Todas soltamos uma gargalhada muito longa e nervosa.

-lhes acalme, garotas, não teve tanta graça. Em primeiro lugar, devem

saber que se trata de um assunto totalmente confidencial. O que ouçam hoje

aqui não poderão falá-lo fora desta sala com ninguém, em nenhum lugar e em

nenhum momento. Entendido?

Entendido. Estava intrigada, sobre tudo porque formávamos uma

mescla muito estranha. O que tínhamos em comum que nos fazia dignas de

compartilhar tão importante secreto?

-Fórmula Doze -disse Ariella-. Vos sonha de algo?

Assenti com a cabeça. Tinha ouvido falar dela. Criou-a um explorador

que esteve na concha amazônica dando a lata aos aldeãos para que

deixassem-lhe gravar seus costumes e estilo de vida. Quando os moços

faziam-se uma ferida, elaboravam um ungüento a partir de raízes, novelo e

outras coisas pelo estilo. O explorador viu que as feridas sanavam com

enorme rapidez e que a cicatriz que ficava era mínima.

O explorador tratou de fabricar o ungüento por sua conta, mas não deu

com a fórmula até o intento número doze, daí o nome.

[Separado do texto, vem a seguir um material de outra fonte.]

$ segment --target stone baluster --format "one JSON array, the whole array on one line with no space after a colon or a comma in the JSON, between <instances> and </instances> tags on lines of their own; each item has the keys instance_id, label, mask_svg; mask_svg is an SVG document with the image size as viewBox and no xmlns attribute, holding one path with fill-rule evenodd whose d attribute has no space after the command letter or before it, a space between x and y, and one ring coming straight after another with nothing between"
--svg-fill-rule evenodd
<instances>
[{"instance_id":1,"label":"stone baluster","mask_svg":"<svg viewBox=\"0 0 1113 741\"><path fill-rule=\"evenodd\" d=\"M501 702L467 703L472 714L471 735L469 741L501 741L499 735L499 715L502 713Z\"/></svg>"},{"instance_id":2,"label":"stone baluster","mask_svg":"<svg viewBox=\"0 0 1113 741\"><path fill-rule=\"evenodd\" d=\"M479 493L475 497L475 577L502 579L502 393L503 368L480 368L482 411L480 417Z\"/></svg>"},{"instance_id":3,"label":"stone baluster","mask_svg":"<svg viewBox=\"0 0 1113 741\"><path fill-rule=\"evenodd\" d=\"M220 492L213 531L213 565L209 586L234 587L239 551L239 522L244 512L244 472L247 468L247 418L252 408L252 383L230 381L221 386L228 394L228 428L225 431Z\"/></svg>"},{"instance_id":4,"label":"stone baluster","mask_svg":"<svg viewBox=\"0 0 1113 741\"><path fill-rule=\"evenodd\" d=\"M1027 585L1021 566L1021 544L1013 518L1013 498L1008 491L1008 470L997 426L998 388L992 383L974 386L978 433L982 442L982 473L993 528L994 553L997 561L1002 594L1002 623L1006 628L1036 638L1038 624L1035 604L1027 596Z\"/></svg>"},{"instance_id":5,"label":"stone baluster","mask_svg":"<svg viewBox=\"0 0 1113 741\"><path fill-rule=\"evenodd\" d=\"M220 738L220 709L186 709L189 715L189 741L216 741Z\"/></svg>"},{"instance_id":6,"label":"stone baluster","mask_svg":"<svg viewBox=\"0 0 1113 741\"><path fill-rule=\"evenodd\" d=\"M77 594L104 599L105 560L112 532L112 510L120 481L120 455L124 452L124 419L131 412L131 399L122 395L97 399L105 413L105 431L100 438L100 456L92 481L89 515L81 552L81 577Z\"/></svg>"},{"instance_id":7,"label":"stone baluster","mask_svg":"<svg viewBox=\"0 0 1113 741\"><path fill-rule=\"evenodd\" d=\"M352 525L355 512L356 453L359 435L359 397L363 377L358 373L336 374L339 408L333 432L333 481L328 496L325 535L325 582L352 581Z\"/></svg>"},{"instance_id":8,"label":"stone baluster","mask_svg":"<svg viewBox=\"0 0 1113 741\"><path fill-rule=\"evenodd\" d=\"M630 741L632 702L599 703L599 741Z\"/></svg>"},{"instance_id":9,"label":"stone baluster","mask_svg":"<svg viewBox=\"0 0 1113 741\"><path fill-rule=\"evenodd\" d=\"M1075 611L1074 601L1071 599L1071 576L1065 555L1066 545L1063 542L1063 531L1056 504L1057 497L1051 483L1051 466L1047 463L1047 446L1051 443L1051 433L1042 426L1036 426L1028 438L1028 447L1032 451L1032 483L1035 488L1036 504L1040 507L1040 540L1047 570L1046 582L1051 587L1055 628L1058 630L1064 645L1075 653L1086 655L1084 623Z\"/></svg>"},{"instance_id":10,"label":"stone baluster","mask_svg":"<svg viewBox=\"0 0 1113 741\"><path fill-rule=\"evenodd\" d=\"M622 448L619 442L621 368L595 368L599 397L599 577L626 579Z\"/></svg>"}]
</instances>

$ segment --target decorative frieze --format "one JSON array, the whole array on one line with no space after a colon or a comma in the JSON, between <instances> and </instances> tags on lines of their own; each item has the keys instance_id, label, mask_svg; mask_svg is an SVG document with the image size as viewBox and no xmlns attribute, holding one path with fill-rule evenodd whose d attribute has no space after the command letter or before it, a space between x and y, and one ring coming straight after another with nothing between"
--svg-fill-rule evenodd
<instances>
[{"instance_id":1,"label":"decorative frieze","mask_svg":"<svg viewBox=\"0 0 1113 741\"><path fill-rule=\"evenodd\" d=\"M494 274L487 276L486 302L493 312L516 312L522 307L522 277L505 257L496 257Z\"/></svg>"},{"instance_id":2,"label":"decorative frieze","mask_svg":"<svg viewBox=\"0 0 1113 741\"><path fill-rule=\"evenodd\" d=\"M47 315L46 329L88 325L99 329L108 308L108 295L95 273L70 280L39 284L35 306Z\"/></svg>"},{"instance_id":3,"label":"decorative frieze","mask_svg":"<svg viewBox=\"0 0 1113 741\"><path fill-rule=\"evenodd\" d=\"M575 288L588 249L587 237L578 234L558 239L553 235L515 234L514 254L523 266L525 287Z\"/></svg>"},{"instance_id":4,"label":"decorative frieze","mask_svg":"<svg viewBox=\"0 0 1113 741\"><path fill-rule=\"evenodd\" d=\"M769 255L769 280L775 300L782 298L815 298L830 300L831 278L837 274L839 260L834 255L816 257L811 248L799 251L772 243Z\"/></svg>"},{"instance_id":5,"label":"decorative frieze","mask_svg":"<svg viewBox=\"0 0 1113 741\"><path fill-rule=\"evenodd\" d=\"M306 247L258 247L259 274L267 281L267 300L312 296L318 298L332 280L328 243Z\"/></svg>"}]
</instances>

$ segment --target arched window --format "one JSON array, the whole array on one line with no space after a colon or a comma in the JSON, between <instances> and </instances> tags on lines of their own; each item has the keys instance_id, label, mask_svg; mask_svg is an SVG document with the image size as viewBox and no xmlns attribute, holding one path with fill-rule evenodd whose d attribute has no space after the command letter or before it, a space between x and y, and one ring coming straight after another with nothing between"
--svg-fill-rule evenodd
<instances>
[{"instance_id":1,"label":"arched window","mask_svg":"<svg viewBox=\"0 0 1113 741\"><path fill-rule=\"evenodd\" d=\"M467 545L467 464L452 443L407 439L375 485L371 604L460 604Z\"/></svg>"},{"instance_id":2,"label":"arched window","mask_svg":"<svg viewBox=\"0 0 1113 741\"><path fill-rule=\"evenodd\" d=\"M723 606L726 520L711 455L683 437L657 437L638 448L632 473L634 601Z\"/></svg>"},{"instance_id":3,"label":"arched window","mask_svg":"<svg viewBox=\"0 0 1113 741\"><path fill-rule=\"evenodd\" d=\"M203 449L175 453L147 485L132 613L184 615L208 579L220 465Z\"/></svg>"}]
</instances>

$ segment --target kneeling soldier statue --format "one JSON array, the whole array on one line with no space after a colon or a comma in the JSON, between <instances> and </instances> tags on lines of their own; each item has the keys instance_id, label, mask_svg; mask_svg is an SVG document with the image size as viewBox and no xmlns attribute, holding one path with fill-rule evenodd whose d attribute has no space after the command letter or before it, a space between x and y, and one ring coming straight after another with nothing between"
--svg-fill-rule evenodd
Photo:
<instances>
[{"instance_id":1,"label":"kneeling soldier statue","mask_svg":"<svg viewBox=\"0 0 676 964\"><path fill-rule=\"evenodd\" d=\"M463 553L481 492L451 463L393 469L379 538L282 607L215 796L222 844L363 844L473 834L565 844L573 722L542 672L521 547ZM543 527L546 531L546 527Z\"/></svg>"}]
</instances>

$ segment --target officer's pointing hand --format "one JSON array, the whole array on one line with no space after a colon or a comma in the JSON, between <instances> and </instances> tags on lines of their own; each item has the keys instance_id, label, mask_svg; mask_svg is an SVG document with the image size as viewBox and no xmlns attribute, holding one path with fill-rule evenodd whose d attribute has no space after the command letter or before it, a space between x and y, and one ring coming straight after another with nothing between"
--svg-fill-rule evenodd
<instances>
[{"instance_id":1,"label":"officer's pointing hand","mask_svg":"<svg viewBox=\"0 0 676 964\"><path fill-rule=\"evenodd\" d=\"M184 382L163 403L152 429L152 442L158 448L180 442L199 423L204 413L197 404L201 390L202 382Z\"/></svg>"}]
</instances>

Tinha sido qualificada de produto medicinal e o homem estava

tentado que a FDA o passasse, mas o processo ia para comprido.

Ariella tomou a palavra.

-De modo que enquanto espera a aprovação da FDA, ao professor

Redfern, que assim se chama o tipo, lhe ocorreu uma idéia: utilizá-lo

como cosmético. Empregando a mesma fórmula, mas diluída, criou

uma nata de dia. -Ariella entregou a todas uma pasta com

documentação de dois centímetros de grossura-. E as provas deram


uns resultados incríveis. Algo fora do normal. Está tudo aí.

O curioso da Ariella era que quando tinha que falar mais de um

minuto, abandonava sua atitude de Dom Corleone. O que demonstrava que

não era mais que uma pose para assustar às pessoas. Mas funcionava.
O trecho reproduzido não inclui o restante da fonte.